La guerra no tiene encaje posible en un mundo donde queramos primar, por encima de todo, los derechos humanos, por eso es difícil introducir la razón en su siempre fallida regulación.
Desde los distintos enfoques con los que se abordan las guerras, en el tratamiento a las personas actualmente se mantiene esa dicotomía civil o militar, categorizándolas con distinto grado de importancia.
La guerra no tiene encaje posible en un mundo donde queramos primar, por encima de todo, los derechos humanos, por eso es difícil introducir la razón en su siempre fallida regulación.

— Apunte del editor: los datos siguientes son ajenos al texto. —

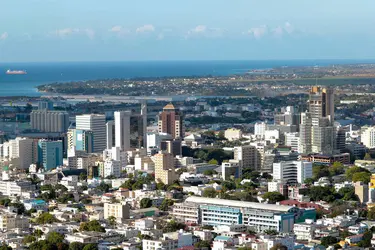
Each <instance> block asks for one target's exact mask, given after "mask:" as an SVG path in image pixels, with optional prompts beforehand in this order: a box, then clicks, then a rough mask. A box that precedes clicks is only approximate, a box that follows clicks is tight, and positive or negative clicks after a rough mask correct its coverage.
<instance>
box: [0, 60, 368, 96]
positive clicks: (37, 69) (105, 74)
mask: <svg viewBox="0 0 375 250" xmlns="http://www.w3.org/2000/svg"><path fill="white" fill-rule="evenodd" d="M374 62H375V60H372V61H368V60H367V61H366V60H362V61H359V60H278V61H148V62H147V61H143V62H60V63H57V62H56V63H0V96H40V95H42V94H41V93H38V92H37V89H36V86H38V85H41V84H46V83H53V82H69V81H82V80H95V79H110V78H134V77H168V76H171V77H173V76H205V75H213V76H227V75H234V74H244V73H245V72H246V71H248V70H252V69H266V68H273V67H281V66H326V65H333V64H354V63H374ZM8 69H11V70H26V71H27V75H7V74H5V72H6V70H8Z"/></svg>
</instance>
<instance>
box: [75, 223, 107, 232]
mask: <svg viewBox="0 0 375 250" xmlns="http://www.w3.org/2000/svg"><path fill="white" fill-rule="evenodd" d="M79 230H80V231H93V232H103V233H104V232H105V228H104V227H102V226H101V225H100V223H99V222H98V221H97V220H92V221H89V222H82V223H81V225H80V226H79Z"/></svg>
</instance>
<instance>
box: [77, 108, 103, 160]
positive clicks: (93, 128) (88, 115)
mask: <svg viewBox="0 0 375 250" xmlns="http://www.w3.org/2000/svg"><path fill="white" fill-rule="evenodd" d="M76 129H78V130H90V131H92V133H93V137H94V140H93V142H94V152H95V153H101V152H103V150H104V149H105V148H106V123H105V115H98V114H89V115H77V116H76Z"/></svg>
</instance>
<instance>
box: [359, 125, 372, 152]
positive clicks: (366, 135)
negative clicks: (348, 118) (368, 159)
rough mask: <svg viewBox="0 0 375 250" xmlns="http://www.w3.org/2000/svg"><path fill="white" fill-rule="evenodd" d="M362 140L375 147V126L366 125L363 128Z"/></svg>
mask: <svg viewBox="0 0 375 250" xmlns="http://www.w3.org/2000/svg"><path fill="white" fill-rule="evenodd" d="M361 130H362V133H361V142H362V143H363V145H365V146H366V147H367V148H375V126H372V127H364V128H362V129H361Z"/></svg>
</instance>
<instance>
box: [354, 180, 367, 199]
mask: <svg viewBox="0 0 375 250" xmlns="http://www.w3.org/2000/svg"><path fill="white" fill-rule="evenodd" d="M368 190H369V189H368V185H367V183H363V182H361V181H357V182H356V183H354V192H355V194H356V195H357V196H358V198H359V201H360V202H361V203H366V202H368V194H369V192H368Z"/></svg>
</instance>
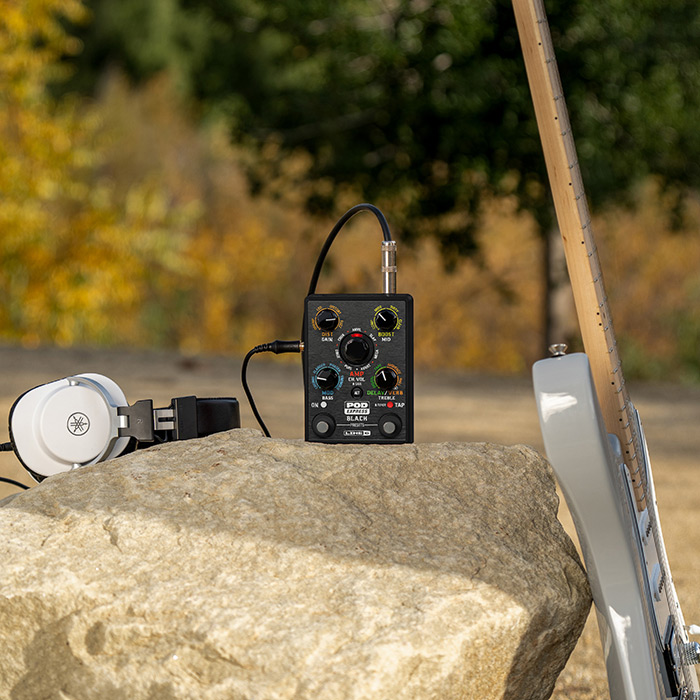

Los militares, como parte de la población, tienen el cometido de interponer ante el resto de esa población su esfuerzo y su vida para evitar los males que acarrea una guerra; para defender por la fuerza los intereses del pueblo del que forman parte. Pero los militares, hombres y mujeres, son automáticamente reconvertidos de personas a meros instrumentos —cosas— para la consecución de un fin. En el ámbito de la guerra, los ejércitos se convierten en mecanismos de destrucción pues hay que acabar con todo aquello que se opone al objetivo consistente en dejar a una potencia —una nación— a merced de otra, y para que una persona pueda ser parte de ese mecanismo hay que atribuirle una categoría deshumanizada, pudiendo así legitimar, de alguna manera, el empleo y la actuación que de él se exige.
Es con esta forma de encasillar a las personas (militares) con la que políticos, instituciones, periodistas y, por tanto, opinión pública, muestran dos tipos distintos de bajas (muertos y heridos) durante el desarrollo de la guerra: civiles y militares. Las bajas de “civiles” se ven como daños colaterales, como víctimas indiscutibles, daños que hay que tratar de evitar pues se muestran como parte ajena a la contienda; las bajas de militares son lógicas pues se dispone que la guerra se realiza entre ejércitos, es más, que son los ejércitos quienes comienzan las hostilidades. Y así, el combatiente se convierte en material fungible que se puede reponer, pero solo las muertes de “civiles” son pérdidas irreemplazables de personas. La muerte de hombres y mujeres militares en la guerra de alguna forma se admite como algo irremediable y admisible; no entra en el cómputo de víctimas inocentes de la guerra.
Con esta situación deshumanizadora de un personal que, a la postre, realiza un gran sacrificio por la defensa de la sociedad a la que pertenece, se traza una terrible división desigualitaria de personas, “civiles y militares”, y con ello se perpetúa el tratamiento social y el régimen de reconocimiento y derechos que se les da.